The anti-religious forces are picking another fight with the religious community over moving a 250-ton turbine manufactured in Israel by the Israel Military Industry plant in Ramat Hasharon to the Israel Electric Company installation in Ashkelon.

Two weeks ago, religious activists, including UTJ MK Rabbi Moshe Gafni, learned from press reports that the complicated move was scheduled for Shabbos. The huge turbine must be moved some 50 kilometers from the place it was manufactured to the place it will be used.

The move, which cannot proceed faster than five kilometers per hour (3 miles per hour) is expected to take 12-14 hours. The large load will block all lanes to vehicular traffic, and even require that some installations on the roadsides, such as signs, traffic lights, and other barriers, be dismantled to allow the passage and reassembled after it passes. The police originally maintained that such a move during a workday or even at night would cause havoc on the roads. It could not be completed in a single night, and would have to be spread out over 3 to 4 nights, requiring that arrangements be made to store the huge object during the day -- not a simple task. In fact, no potential interim storage areas were immediately located.

As a result police scheduled the move, which will require scores of police and other maintenance workers, for Friday night and Shabbos.

Following intervention from chareidi MKs and Shas ministers, the planned Friday night move was postponed.

Anti-religious activists were enraged at what they called "giving in to religious demands," and they insisted that the move take place on Shabbos. One said, "We will see who is in charge of this government: if the move takes place on Shabbos, then Meretz is in charge; if during the week then Shas is in charge."

Now MK Yosef Paritzky of the militant anti-religious Shinui Party, has led a petition to the High Court seeking a ruling that the controversial electric company turbine be moved only on Shabbos.

The petitioners ask the Supreme court to determine that the need to avoid "the hardship the transfer of the turbine during the week will cause drivers, as well as the public's right to freedom of transportation on inter-city roads, takes precedence over the possible affront to the sensitivities of the religious community liable to be caused by the transfer of parts of the turbine on Shabbos."

The MK added the road between Ramat Hasharon and Ashkelon was among the most heavily traveled in the country and to even think of shutting it for over 12 hours during the week was unacceptable. In addition, he explained that blocking the planned move on Shabbos represented religious coercion.

The petitioners claim that a police investigation indicated that it is impossible to transfer the turbine during one weekday night.

The petitioners have also asked the court to issue an interim order preventing the transfer of the turbine from Ramat Hasharon to Ashkelon during the week, until a court decision is reached.

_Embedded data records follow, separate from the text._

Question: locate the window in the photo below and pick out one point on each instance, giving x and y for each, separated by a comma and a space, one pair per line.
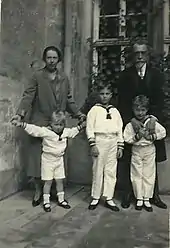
166, 15
116, 23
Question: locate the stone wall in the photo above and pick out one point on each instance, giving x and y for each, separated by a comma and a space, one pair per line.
11, 170
77, 51
27, 27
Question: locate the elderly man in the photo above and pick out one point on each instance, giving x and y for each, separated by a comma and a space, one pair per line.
140, 78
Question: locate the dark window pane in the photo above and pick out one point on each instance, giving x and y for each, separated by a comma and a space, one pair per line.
109, 7
136, 26
109, 27
134, 6
109, 62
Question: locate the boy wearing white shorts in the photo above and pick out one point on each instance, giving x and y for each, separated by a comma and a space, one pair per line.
52, 160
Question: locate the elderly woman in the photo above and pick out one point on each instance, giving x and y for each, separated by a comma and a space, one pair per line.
48, 90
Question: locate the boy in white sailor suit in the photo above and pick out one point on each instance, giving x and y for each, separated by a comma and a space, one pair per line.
104, 133
143, 153
52, 163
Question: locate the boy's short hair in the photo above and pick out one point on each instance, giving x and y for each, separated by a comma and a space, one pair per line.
141, 101
102, 85
58, 116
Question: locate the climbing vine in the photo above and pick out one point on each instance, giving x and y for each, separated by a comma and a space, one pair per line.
112, 58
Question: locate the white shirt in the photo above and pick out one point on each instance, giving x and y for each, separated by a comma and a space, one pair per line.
98, 123
129, 134
51, 143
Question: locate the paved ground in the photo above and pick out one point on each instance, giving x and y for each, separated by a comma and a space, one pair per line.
22, 226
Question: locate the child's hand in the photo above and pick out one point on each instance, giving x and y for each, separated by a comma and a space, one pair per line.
137, 125
141, 133
94, 151
15, 120
82, 125
151, 125
119, 153
17, 123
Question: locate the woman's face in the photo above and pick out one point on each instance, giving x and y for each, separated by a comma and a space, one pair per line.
51, 60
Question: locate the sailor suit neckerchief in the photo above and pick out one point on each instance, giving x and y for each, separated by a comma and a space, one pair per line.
59, 134
108, 116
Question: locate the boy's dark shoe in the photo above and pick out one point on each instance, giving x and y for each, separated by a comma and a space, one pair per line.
47, 207
126, 201
37, 202
138, 208
64, 204
113, 208
148, 209
158, 202
93, 206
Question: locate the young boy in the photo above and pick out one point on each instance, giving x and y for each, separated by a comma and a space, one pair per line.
143, 153
52, 162
104, 133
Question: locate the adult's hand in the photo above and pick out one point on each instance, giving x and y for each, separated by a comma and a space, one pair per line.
81, 118
16, 119
94, 151
137, 125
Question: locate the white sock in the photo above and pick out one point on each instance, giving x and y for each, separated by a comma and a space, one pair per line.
61, 197
139, 202
147, 203
94, 201
111, 202
46, 199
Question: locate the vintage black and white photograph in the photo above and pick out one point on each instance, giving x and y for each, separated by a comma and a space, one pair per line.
84, 123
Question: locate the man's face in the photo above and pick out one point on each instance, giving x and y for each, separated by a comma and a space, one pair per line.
140, 55
140, 112
105, 95
51, 60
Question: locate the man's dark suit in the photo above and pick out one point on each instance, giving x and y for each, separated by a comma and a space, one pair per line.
129, 85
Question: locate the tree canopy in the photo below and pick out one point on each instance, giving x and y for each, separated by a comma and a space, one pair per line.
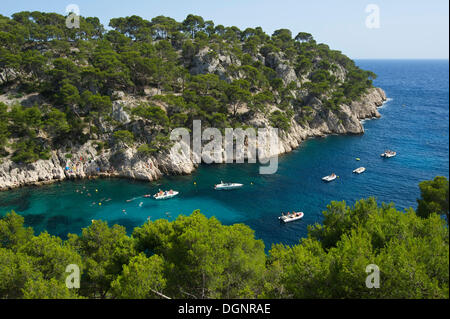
197, 257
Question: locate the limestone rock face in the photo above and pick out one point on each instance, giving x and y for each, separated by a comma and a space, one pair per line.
85, 162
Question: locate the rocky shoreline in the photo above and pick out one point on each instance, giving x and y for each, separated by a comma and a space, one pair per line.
85, 162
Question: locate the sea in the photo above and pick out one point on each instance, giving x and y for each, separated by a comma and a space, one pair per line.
414, 122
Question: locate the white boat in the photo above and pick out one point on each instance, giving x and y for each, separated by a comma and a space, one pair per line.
227, 186
359, 170
165, 195
329, 178
389, 154
290, 217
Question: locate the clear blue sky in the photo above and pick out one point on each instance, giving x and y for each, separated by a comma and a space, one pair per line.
408, 28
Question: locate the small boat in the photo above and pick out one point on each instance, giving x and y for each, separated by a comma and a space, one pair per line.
389, 154
359, 170
329, 178
227, 186
165, 195
290, 217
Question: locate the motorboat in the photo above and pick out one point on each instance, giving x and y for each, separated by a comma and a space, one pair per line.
290, 217
227, 186
359, 170
389, 154
165, 195
329, 178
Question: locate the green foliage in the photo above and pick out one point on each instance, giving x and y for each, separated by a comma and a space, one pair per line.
80, 72
197, 257
411, 253
142, 278
434, 197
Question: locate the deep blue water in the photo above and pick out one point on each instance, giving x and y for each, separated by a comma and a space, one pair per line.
415, 123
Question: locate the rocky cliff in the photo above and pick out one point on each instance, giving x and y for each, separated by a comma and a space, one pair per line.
86, 162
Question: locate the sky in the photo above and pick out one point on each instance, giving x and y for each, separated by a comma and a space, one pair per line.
398, 29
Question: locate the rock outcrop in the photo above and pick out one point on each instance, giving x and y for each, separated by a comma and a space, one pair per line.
85, 162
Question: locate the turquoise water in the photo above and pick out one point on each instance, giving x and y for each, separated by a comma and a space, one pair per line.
415, 123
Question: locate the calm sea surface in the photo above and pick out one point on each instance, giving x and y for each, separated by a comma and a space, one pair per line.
415, 123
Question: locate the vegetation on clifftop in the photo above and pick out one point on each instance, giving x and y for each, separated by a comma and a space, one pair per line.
196, 257
80, 72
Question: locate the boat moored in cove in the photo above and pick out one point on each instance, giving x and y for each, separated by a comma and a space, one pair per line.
359, 170
290, 217
329, 178
165, 195
227, 186
389, 154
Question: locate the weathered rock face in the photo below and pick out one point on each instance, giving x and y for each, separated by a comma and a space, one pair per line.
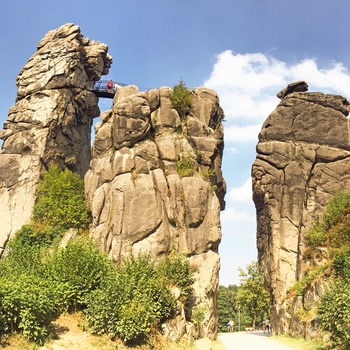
51, 120
138, 198
303, 158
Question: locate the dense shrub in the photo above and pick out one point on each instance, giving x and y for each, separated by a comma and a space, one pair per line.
81, 268
181, 98
27, 305
332, 229
176, 271
334, 313
138, 299
38, 280
61, 201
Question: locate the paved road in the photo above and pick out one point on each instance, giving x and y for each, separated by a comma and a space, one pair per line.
250, 341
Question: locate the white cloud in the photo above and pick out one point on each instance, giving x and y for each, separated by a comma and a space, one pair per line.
230, 215
247, 85
242, 193
238, 133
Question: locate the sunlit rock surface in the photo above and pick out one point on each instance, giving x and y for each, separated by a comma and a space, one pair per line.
302, 160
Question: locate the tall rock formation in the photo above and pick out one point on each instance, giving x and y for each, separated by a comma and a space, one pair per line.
303, 158
50, 121
153, 181
155, 185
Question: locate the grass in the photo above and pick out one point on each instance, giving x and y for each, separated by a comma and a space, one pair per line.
299, 343
68, 333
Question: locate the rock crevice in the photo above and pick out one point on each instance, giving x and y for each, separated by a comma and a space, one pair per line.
302, 160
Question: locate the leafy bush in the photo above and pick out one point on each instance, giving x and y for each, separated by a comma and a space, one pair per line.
181, 98
137, 300
334, 314
27, 305
341, 263
176, 271
61, 201
185, 166
81, 268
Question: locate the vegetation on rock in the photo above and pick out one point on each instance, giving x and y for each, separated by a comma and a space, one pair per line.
247, 303
329, 256
39, 280
181, 98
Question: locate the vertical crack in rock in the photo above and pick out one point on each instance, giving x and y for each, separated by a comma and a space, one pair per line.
137, 150
139, 199
308, 137
41, 127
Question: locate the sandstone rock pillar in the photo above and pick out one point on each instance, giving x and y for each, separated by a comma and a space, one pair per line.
50, 121
303, 158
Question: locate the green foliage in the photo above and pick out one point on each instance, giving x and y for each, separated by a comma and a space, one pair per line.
80, 278
176, 271
341, 263
331, 230
334, 313
185, 166
181, 98
198, 314
38, 280
27, 305
137, 299
227, 308
61, 201
307, 279
252, 294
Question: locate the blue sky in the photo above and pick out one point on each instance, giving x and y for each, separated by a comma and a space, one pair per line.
246, 50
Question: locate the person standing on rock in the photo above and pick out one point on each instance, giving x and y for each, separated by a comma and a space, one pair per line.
230, 326
110, 85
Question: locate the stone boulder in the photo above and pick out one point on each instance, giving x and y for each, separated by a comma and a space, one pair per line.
302, 160
50, 121
139, 200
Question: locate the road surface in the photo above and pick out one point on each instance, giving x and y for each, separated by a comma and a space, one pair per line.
251, 341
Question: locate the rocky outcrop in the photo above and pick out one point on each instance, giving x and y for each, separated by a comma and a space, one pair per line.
155, 185
50, 121
153, 179
303, 158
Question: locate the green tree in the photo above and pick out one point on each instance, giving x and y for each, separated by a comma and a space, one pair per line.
252, 295
61, 202
181, 98
226, 306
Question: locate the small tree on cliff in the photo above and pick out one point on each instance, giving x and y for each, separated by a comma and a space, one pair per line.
252, 294
181, 98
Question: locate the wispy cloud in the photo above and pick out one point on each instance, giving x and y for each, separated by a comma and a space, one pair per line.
247, 85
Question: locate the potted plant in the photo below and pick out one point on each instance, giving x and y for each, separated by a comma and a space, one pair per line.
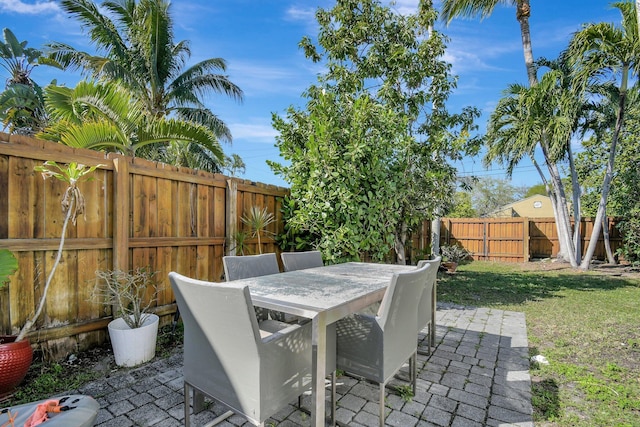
134, 330
15, 350
452, 256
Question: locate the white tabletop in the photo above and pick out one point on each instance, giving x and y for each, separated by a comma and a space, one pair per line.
324, 294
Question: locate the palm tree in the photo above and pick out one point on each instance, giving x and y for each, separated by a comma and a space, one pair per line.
605, 51
107, 117
483, 8
140, 52
18, 59
551, 112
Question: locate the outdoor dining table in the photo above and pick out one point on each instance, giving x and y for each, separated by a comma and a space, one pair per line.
325, 295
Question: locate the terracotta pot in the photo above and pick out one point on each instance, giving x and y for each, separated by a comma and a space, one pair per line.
15, 359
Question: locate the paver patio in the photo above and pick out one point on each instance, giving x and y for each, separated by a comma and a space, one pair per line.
478, 375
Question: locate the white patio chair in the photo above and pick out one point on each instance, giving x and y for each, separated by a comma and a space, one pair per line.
426, 310
230, 357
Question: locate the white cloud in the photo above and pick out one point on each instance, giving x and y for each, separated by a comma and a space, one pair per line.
253, 132
36, 8
296, 13
255, 78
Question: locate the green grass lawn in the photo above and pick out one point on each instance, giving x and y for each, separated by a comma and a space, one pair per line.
587, 324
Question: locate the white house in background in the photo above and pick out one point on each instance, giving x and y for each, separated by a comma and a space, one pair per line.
537, 206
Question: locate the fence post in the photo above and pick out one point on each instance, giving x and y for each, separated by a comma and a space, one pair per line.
121, 208
485, 245
231, 214
525, 238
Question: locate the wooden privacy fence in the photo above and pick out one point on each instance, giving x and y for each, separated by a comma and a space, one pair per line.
517, 239
137, 214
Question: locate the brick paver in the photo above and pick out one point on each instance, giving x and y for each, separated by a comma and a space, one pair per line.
478, 375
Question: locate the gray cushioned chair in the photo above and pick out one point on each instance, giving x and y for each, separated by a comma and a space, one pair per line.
426, 311
243, 267
300, 260
376, 347
230, 358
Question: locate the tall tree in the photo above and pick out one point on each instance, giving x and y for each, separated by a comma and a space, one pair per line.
489, 194
483, 8
606, 52
139, 51
21, 104
395, 63
106, 117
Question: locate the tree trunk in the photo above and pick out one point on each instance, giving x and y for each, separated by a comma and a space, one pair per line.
562, 232
607, 242
638, 16
608, 176
567, 249
523, 11
577, 218
400, 244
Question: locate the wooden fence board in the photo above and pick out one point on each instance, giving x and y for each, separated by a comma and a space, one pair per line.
137, 213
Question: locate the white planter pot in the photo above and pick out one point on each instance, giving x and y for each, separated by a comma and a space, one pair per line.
132, 347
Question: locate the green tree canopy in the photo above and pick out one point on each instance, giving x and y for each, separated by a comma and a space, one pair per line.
136, 47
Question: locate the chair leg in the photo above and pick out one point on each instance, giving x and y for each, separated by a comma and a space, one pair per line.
333, 398
381, 403
187, 404
414, 371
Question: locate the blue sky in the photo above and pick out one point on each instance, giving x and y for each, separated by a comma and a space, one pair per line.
259, 40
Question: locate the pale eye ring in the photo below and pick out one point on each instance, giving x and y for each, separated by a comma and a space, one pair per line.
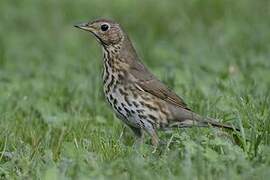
104, 27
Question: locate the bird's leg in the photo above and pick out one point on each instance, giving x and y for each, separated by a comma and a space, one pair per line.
139, 136
148, 127
154, 141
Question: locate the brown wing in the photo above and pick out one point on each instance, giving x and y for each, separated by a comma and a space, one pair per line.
149, 83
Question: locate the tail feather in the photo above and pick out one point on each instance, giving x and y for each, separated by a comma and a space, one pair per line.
186, 118
214, 123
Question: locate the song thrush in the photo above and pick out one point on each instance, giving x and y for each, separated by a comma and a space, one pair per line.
137, 97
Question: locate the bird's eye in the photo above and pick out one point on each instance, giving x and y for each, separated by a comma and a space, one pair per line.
104, 27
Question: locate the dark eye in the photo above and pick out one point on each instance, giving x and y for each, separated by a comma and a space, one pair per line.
104, 27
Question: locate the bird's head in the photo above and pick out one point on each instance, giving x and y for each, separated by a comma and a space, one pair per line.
106, 31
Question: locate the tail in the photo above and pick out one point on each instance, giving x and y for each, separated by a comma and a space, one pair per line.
213, 122
183, 118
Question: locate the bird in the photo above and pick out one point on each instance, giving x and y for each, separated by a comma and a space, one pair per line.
138, 98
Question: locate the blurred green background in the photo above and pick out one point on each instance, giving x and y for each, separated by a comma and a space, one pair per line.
55, 123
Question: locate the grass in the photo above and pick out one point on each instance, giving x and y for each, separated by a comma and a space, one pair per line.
55, 124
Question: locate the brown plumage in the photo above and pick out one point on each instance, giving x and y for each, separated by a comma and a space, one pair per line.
138, 98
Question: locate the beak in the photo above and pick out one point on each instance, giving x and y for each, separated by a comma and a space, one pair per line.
84, 26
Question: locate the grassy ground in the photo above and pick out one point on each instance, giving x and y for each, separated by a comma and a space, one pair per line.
55, 124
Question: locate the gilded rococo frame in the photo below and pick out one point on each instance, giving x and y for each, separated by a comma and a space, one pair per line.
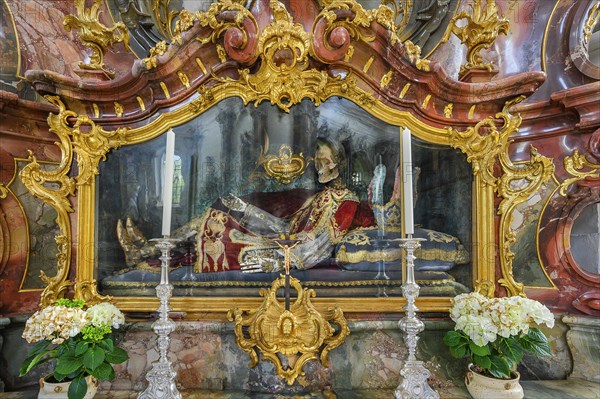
479, 125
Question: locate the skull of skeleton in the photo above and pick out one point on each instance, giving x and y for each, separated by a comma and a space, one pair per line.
327, 168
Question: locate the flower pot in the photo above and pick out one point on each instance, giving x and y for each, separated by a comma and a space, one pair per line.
57, 390
482, 387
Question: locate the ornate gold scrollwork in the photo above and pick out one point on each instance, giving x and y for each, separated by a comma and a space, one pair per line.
283, 76
56, 195
91, 143
574, 165
164, 17
286, 167
414, 55
95, 35
299, 334
158, 50
484, 144
590, 22
341, 21
481, 29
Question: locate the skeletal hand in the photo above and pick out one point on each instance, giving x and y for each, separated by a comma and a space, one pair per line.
259, 266
234, 203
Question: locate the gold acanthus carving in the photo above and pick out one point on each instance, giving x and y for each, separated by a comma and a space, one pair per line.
54, 187
485, 144
95, 35
164, 17
580, 167
285, 83
414, 55
159, 49
91, 143
482, 27
286, 167
300, 334
590, 22
342, 22
87, 290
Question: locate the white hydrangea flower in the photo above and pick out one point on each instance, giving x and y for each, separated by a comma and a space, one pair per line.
55, 323
483, 319
107, 314
538, 313
481, 330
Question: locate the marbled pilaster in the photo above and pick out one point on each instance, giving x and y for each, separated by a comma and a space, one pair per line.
584, 342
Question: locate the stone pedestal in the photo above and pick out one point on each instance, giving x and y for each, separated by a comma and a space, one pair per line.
3, 323
583, 339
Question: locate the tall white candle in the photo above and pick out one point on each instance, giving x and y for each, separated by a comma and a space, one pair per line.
168, 183
409, 227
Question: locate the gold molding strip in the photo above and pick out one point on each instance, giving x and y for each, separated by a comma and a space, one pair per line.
448, 110
575, 165
426, 101
368, 64
165, 90
483, 150
201, 65
184, 79
471, 111
118, 109
141, 103
404, 90
386, 79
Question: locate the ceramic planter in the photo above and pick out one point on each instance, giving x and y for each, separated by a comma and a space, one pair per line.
482, 387
58, 390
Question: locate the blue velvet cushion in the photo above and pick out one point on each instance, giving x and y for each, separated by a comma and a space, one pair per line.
364, 249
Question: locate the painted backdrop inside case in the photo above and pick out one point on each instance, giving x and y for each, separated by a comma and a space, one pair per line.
329, 177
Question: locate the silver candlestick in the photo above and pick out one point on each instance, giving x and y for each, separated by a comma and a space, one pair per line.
161, 378
414, 374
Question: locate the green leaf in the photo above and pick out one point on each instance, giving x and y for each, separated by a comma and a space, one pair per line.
117, 356
482, 361
479, 350
536, 342
499, 368
39, 347
459, 351
107, 344
102, 372
68, 364
81, 348
452, 338
77, 388
58, 376
93, 357
511, 349
35, 359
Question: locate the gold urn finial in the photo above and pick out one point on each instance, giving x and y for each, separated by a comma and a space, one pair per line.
94, 35
483, 25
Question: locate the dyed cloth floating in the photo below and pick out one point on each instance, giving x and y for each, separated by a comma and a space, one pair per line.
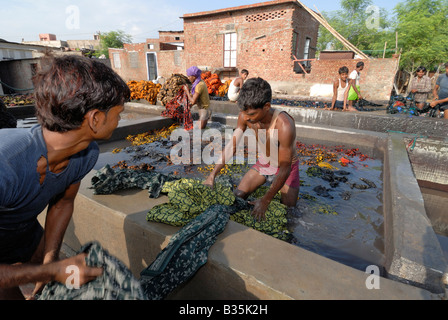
185, 254
178, 109
115, 283
189, 197
179, 261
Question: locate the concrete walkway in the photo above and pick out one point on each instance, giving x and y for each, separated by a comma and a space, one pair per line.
246, 264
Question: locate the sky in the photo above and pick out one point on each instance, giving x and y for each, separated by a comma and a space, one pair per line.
142, 19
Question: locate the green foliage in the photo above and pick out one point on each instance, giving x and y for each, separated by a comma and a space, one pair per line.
367, 27
422, 27
113, 39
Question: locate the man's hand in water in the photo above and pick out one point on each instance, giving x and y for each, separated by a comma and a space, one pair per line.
260, 208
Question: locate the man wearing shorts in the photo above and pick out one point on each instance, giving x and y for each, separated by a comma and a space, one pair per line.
236, 84
281, 168
441, 92
354, 93
199, 95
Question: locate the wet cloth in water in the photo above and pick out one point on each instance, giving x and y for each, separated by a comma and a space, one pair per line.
189, 197
186, 252
115, 283
108, 180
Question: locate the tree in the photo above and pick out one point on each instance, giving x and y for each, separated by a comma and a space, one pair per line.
113, 39
366, 26
422, 33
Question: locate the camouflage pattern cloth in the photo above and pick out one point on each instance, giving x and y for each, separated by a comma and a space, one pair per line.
115, 283
108, 180
189, 197
186, 252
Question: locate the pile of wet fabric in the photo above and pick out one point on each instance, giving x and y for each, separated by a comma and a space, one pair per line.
190, 197
179, 261
108, 180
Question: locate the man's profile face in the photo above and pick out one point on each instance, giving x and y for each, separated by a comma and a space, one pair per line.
256, 115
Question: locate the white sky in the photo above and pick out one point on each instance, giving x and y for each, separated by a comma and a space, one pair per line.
142, 19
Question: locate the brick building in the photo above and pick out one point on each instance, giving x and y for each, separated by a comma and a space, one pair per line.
266, 38
149, 60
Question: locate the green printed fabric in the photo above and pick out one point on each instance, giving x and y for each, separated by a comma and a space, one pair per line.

The petitioners contrast the Bar Ilan Road affair to the plan to transfer the turbine on weekdays. They claim that "the reason the Supreme Court sanctioned the closing of the Bar Ilan Road during prayer times was in order to enable observant Jews to use that road in order to reach their synagogues. It is also a municipal road, and there are alternate ones for those who ride on Shabbos. However all this doesn't apply to the case of the turbine. This time, the road in question is an inter-city one, and a main transportation artery in Israel. By the same token, no religious Jews use this road in order to reach their synagogues."

Religious politicians were preparing for the struggle, but some wondered if perhaps other ways could be found to generate publicity for anti-religious politicians besides trampling Shabbos.